We find ourselves at a transitional moment in the global order. China, long a rising power, has now arrived on the world stage. The United States, for two decades the sole global superpower, is reeling from the global economic downturn and entangled in two difficult wars. Meanwhile, global threats like the economic crisis, global warming and nuclear proliferation only grow more intense.

 

These shifts in the international environment raise some major questions. To what extent do shared global challenges push the United States and China toward shared responsibility? What considerations will spur them to join or lead other nations in collective action? What are the signs that China is ready to help solve global problems? What are the signs that the United States is genuinely ready to share leadership? What will be the consequences if US and Chinese foreign policies fail to coordinate on matters of shared concern?

 

The White House under President Barack Obama has outlined the contours of a national security paradigm that differs substantially from its predecessor.
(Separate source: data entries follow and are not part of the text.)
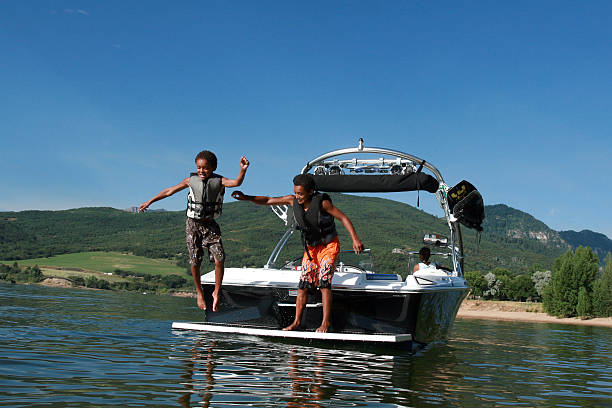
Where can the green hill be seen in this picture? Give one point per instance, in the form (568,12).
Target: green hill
(511,239)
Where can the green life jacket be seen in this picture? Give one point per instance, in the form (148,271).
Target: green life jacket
(317,225)
(205,200)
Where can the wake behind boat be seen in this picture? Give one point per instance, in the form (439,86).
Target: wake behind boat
(420,308)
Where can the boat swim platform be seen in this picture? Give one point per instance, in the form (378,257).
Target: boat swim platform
(294,334)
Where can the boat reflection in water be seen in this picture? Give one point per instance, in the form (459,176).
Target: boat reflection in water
(422,305)
(225,372)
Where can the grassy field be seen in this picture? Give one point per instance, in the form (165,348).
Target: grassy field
(102,262)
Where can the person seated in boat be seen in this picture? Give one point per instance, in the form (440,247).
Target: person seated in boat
(314,214)
(204,205)
(424,263)
(424,254)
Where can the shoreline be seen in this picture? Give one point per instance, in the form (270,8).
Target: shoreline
(469,309)
(521,312)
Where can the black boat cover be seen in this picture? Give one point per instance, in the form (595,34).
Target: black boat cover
(375,183)
(466,204)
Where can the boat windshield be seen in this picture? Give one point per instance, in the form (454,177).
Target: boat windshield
(362,261)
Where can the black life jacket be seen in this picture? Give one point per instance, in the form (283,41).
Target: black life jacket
(205,200)
(317,225)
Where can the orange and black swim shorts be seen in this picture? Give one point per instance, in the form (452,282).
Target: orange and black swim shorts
(318,270)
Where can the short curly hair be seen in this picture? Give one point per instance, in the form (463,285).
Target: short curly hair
(425,253)
(304,180)
(209,157)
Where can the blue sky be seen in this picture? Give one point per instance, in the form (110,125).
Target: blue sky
(106,103)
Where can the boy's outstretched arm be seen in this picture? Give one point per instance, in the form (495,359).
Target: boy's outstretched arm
(244,164)
(263,200)
(167,192)
(336,213)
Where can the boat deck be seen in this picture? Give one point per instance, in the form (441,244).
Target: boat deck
(309,335)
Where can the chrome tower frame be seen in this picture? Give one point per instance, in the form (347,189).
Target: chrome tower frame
(408,164)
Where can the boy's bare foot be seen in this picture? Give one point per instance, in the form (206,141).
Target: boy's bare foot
(292,326)
(215,301)
(324,328)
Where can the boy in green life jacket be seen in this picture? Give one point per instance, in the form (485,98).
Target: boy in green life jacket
(204,204)
(314,214)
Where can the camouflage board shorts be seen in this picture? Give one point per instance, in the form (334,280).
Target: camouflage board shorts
(318,269)
(201,235)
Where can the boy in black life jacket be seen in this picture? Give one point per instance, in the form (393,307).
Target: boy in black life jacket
(314,214)
(205,202)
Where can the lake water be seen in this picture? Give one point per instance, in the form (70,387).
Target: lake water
(79,348)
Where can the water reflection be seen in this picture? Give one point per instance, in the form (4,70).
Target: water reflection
(200,353)
(70,348)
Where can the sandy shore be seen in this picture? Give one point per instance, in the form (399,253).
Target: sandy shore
(520,312)
(470,309)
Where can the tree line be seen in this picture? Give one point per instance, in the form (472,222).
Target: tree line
(133,281)
(575,287)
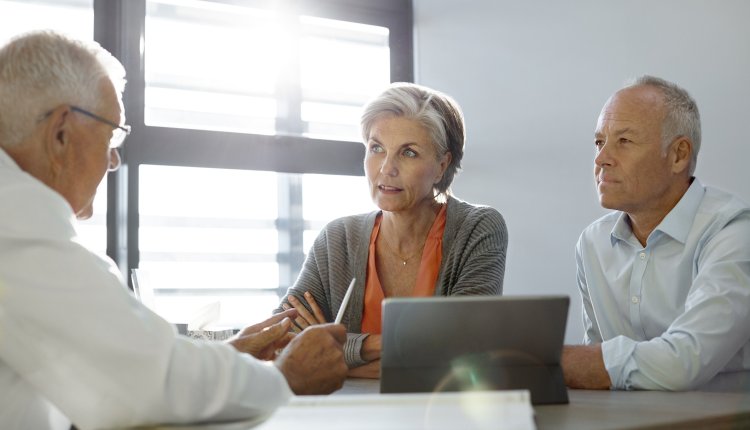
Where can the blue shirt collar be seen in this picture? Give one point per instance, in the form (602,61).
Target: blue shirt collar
(676,224)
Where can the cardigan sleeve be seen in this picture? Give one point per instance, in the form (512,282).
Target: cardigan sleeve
(476,259)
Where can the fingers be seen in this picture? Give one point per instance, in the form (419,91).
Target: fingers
(255,328)
(313,363)
(296,327)
(338,331)
(315,308)
(305,318)
(257,344)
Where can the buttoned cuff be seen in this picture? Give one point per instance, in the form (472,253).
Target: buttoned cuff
(618,360)
(353,349)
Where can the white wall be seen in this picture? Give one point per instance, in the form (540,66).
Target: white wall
(532,76)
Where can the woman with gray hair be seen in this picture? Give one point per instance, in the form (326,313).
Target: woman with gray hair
(422,242)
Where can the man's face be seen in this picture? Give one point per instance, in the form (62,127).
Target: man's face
(632,170)
(89,156)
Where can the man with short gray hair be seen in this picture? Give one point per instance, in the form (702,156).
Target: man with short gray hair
(665,278)
(74,344)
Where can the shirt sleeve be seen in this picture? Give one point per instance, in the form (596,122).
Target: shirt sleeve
(713,328)
(592,334)
(73,332)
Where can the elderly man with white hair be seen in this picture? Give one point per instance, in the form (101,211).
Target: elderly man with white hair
(75,346)
(665,277)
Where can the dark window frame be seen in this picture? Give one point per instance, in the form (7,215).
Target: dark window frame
(119,26)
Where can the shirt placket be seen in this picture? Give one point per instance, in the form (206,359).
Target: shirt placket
(636,289)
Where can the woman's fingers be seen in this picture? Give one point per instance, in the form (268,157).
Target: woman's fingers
(316,309)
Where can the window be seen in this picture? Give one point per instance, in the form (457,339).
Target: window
(246,139)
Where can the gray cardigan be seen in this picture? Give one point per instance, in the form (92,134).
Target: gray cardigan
(474,245)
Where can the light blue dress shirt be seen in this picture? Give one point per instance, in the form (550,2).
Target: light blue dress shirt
(675,314)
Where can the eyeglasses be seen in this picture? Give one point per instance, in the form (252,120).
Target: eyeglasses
(119,132)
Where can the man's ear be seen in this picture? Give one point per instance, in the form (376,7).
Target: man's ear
(57,137)
(682,153)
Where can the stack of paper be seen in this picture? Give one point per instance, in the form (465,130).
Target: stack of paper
(429,411)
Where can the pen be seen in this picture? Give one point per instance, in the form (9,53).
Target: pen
(345,302)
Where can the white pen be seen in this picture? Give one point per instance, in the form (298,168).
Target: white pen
(345,302)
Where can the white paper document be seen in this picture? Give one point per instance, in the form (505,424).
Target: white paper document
(478,410)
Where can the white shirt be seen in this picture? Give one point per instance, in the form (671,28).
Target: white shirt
(675,314)
(75,345)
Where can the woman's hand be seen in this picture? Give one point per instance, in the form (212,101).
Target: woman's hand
(304,318)
(370,370)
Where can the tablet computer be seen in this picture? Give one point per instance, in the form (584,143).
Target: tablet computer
(475,343)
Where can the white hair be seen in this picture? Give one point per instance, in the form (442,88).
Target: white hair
(437,112)
(682,117)
(42,70)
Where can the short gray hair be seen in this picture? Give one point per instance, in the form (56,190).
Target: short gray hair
(682,117)
(42,70)
(437,112)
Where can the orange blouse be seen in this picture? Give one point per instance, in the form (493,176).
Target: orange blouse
(427,275)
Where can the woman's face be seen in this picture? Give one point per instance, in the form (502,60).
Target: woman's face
(401,164)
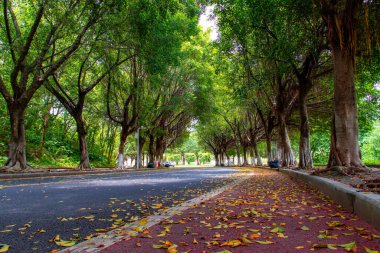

It is clear to the president’s political allies and detractors alike that he approaches foreign policy not in terms of asserting America’s unparalleled might, but of seeking common cause on shared global challenges. In our age of security interdependence, the White House realises that cooperation with pivotal powers like China is vital to resist threats – terrorism, nuclear proliferation, pandemics, economic crises, global warming – that can harm Americans where they live. In other words, the extent to which China helps solve global problems has very tangible consequences for ordinary Americans, affecting the frequency and severity of hurricanes they experience, the quality of their jobs, or the degree of protection they enjoy against avian flu and rogue nuclear states such as North Korea.

 

Washington and Beijing have framed US–China relations as a positive, constructive and comprehensive relationship that provides a basis for partnership and shared responsibility on the key global issues of our time. For this approach to truly contribute toward international peace and prosperity, however, China has to become more active in forging collective responses to global challenges, and the United States has to accept China’s greater influence over those responses. The stakes are high; if Beijing and Washington fail to cooperate, progress will falter and the consequences could be disastrous.

 

Does China seem ready to engage with others on key global challenges within the existing international architecture? Yes and no. Over the last 30 ...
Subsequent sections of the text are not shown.